Super Gemma 4: Uncensored Local Agent Booster
Community fine-tune of Gemma 4 26B delivers uncensored performance gains (95.8 QuickBench vs 91.4 baseline, 46.2 t/s) for agent tasks like coding and tools, optimized for MLX on Apple Silicon or GGUF elsewhere.
Uncensored Fine-Tune Enhances Gemma 4 for Practical Agent Work
Super Gemma 4 26B builds on Google's Gemma 4 26B A4B base, which activates only 3.8B of 25B parameters during inference, supports native system prompts, function calling, and 256K context. This community version by Jun Song removes restrictions without sacrificing utility, targeting text-only tasks like coding, logic, tool use, browser workflows, and planning. Benchmarks show QuickBench overall at 95.8 (vs 91.4 baseline) and 46.2 tokens/second generation (vs 42.5), with gains in code, logic, Korean, and browser tasks. Unlike chaotic uncensored models, it stays practical for agent shells, avoiding refusals while maintaining reasoning.

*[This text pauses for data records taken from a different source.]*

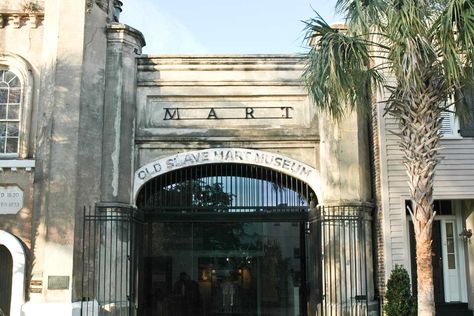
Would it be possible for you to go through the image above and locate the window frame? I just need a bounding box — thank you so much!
[0,53,34,160]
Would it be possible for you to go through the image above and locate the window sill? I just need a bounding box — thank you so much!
[0,160,35,170]
[441,134,464,140]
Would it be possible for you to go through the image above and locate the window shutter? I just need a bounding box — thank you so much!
[440,111,455,135]
[459,87,474,137]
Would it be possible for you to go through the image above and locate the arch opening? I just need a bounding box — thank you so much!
[0,230,26,316]
[137,163,316,316]
[0,244,13,316]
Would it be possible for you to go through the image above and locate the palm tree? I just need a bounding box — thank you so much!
[303,0,474,315]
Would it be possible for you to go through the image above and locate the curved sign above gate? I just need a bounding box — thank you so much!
[133,148,321,201]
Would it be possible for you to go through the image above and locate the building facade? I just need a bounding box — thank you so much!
[377,72,474,314]
[0,0,473,316]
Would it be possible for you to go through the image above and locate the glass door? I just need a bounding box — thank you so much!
[142,222,306,316]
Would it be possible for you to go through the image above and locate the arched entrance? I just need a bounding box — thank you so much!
[78,148,372,316]
[137,163,315,316]
[0,230,25,316]
[0,245,13,316]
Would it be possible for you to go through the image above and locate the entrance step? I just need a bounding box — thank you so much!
[436,303,473,316]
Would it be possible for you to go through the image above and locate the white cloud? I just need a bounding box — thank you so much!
[120,0,207,54]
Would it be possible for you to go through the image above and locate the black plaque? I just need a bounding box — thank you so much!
[48,275,69,290]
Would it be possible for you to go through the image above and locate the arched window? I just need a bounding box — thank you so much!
[0,69,23,156]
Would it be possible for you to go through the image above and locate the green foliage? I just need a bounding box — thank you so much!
[303,0,474,119]
[384,265,416,316]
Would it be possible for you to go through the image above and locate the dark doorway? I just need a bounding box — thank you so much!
[0,245,13,316]
[410,221,445,304]
[137,164,314,316]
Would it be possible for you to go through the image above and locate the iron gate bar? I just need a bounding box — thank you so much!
[145,212,308,222]
[81,206,142,315]
[310,203,373,315]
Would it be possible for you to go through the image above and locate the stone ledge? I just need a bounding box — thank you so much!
[0,159,35,172]
[0,12,44,29]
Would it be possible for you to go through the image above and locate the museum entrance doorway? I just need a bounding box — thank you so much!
[137,163,315,316]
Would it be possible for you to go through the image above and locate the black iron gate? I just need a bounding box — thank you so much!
[310,204,373,315]
[81,205,142,316]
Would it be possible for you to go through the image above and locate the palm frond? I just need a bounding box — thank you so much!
[336,0,387,34]
[431,0,474,86]
[303,15,383,119]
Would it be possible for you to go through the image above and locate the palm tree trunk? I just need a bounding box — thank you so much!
[398,89,441,316]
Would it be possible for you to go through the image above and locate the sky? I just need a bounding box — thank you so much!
[120,0,341,55]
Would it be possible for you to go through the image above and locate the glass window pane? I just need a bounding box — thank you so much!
[0,104,7,120]
[448,254,456,269]
[8,104,20,120]
[5,71,21,87]
[447,238,454,253]
[8,88,21,103]
[446,223,453,238]
[0,84,8,103]
[6,137,18,153]
[143,222,304,316]
[7,123,19,136]
[0,123,7,137]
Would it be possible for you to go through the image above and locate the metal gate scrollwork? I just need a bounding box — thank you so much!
[310,204,373,315]
[81,204,142,316]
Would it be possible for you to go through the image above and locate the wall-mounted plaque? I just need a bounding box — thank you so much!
[0,185,23,214]
[48,275,69,290]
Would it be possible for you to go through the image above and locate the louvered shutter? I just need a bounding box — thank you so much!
[440,111,455,135]
[459,87,474,137]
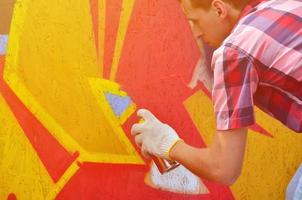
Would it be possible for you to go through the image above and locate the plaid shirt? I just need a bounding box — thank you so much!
[212,0,302,132]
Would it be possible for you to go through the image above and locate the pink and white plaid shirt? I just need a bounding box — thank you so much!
[212,0,302,132]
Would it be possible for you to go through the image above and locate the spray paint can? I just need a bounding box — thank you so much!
[151,156,180,174]
[139,119,180,174]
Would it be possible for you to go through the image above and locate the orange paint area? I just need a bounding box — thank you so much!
[0,0,302,200]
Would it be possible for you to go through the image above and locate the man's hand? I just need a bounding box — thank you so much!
[131,109,181,159]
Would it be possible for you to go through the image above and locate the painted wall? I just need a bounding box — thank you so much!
[0,0,302,200]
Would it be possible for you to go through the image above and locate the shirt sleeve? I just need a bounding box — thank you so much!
[212,46,258,130]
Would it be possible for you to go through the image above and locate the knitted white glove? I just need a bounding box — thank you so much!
[131,109,181,160]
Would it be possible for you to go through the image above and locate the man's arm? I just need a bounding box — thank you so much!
[169,128,247,185]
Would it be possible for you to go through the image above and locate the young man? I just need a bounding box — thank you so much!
[131,0,302,185]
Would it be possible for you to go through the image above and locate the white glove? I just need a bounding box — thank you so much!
[131,109,181,160]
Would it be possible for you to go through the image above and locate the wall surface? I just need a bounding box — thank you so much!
[0,0,302,200]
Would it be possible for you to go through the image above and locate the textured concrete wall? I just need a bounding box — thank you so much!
[0,0,302,200]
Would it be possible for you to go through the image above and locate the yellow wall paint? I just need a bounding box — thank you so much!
[184,91,302,200]
[110,0,135,81]
[0,0,302,200]
[5,0,140,155]
[0,95,54,199]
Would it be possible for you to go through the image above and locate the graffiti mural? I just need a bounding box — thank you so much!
[0,0,302,200]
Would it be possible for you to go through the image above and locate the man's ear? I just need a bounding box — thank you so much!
[211,0,228,19]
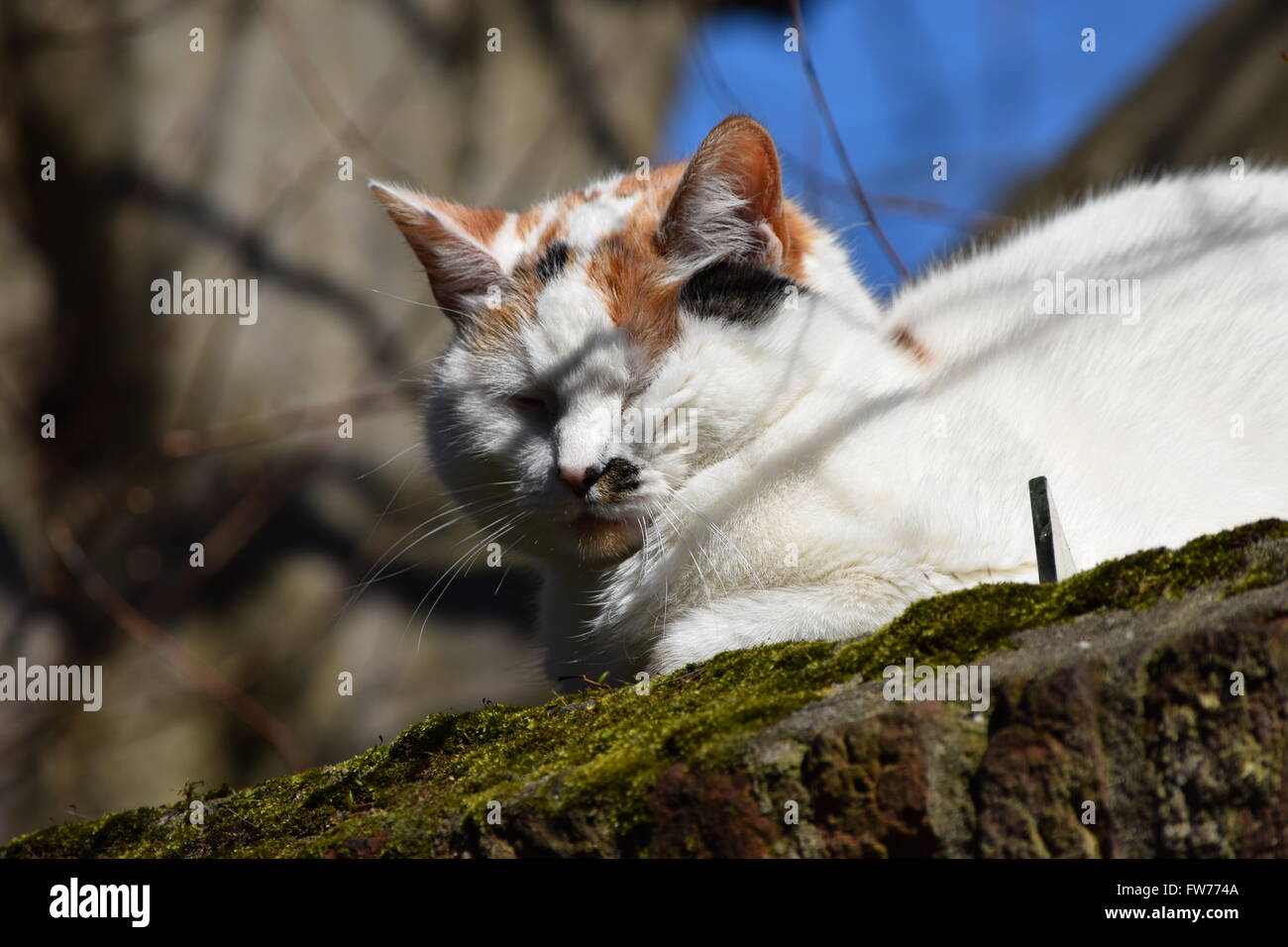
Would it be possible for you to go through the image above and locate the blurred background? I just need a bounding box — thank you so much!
[0,0,1288,837]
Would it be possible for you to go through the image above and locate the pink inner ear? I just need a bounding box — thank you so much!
[371,184,507,318]
[658,116,791,265]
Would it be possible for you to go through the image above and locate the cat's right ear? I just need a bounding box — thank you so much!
[369,180,507,321]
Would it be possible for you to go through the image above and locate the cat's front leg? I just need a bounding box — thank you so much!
[649,583,910,674]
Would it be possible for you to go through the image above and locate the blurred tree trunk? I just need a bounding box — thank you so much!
[1005,0,1288,218]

MLX Setup Unlocks Fast Apple Silicon Inference
On Macs, install MLX-LM via pip install -U mlx-lm, then launch server: mlx_lm.server --model jun-song/super-gemma-4-26b-it-mlx-4bit-v2 --port 8080. Let MLX auto-detect the bundled template—manually forcing one corrupts responses. Test with mlx_lm.generate --model jun-song/super-gemma-4-26b-it-mlx-4bit-v2 --prompt "test" --max-tokens 512. This exposes an OpenAI-compatible endpoint at localhost:8080, enabling seamless integration without custom hacks.
Agent Integrations Leverage Native Capabilities
Pair with Hermes agent by selecting custom OpenAI provider, pointing to the MLX endpoint, and choosing the super Gemma model—its native function calling aligns perfectly for terminal-based tools, memory, MCP, and messaging. For Open Claw personal assistants, configure the custom OpenAI provider similarly; raise wired memory via sysctl if needed. Both benefit from the model's agent-ready design, turning local uncensored inference into production-like workflows without cloud dependency.
GGUF Variant Extends to Non-Mac Ecosystems
For Windows/Linux, use the Q4_K_M GGUF (16.8 GB) via llama.cpp, LM Studio, Jan, or Open Web UI. It embeds a neutral template to prevent prompt drift into coding or erratic tool calls, ensuring clean chat. Serve via OpenAI-compatible interface for Hermes/Open Claw compatibility, broadening access beyond Apple Silicon while preserving speed and uncensored utility.